Efemérides

Hace 63 falleció el maestro de la luz Armando Reverón

Faltaba un cuarto para las siete de la noche del 18 de septiembre de 1954 cuando dejó de vivir Armando Reverón, aquel artista que logró dominar el secreto de la luz y que la llevó a la tela, conservándole la grandeza y difícil sencillez.

Reverón fue un genio, quien atormentado se encerró en un mundo que sin tener paredes ni techos, era el encierro ideal para desarrollar su personalidad artística. Frente al mar que tantas cosas nos dice siempre, bajo el cielo que siempre nos calma y beatifica, con su mujer, sus colores, su locura y su tiempo, Armando Reverón regresó al mundo primigenio y de él tomó los secretos con los que asombró al mundo que tuvo la suerte de conocerlo y al que, en sus cuadros y muñecas, lo aman y admiran todavía.

La causa de su muerte fue una embolia cerebral cuando tenía 75 años y un mundo de creación bulléndole en el alma. Las frías paredes de un sanatorio caraqueño atraparon sus últimos alientos, lejos del mar que tanto quiso, lejos de su choza de piedras y de palmas y de su inseparable Juanita, la de las manos doradas que adorna su obra.

Muchos de los conceptos que de Reverón se han escrito y se han dicho lo realzan como un genio que tuvo la capacidad de comunicarse con todo el mundo y que a todos permite conocer su obra, calificarla y amarla y sobre todo admitirla como un chispazo de Dios en este mundo. Su actitud fue como la de un mago que trajo, como en un aquelarre maravilloso, los vestigios del pasado indígena con sus colores y el afén negro y español para hacernos partícipes de la fiesta de la luz, convirtiendo la tela en un taller de brujerías para indicarnos lo grande de su fuerza y vitalidad.

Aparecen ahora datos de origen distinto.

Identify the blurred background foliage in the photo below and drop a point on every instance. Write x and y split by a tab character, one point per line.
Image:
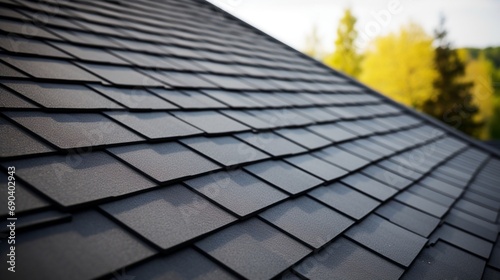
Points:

Admiramos al creador, el artista y el hombre y amamos sus dos obsesiones esenciales que fueron la luz y Juanita Ríos, su mujer, su modelo y confidente. La dueña de su mundo, de su poderosa e iluminada fantasía. Al sentirlo así el recuerdo que le dedicamos en este nuevo aniversario de su ausencia física tiene el sentido de pensarlo siempre, no como un loco o el investigador de complicadas técnicas artísticas que quieren imponernos, sino un hombre normal, simple, demasiado simple que vivió su propio mundo rodeado de amigables fantasmas que hicieron de él un creador que interpretando las cosas que él veía, pudo llevarlos a los cuadros cuya persistencia nos obliga a quererlo y admirarlo.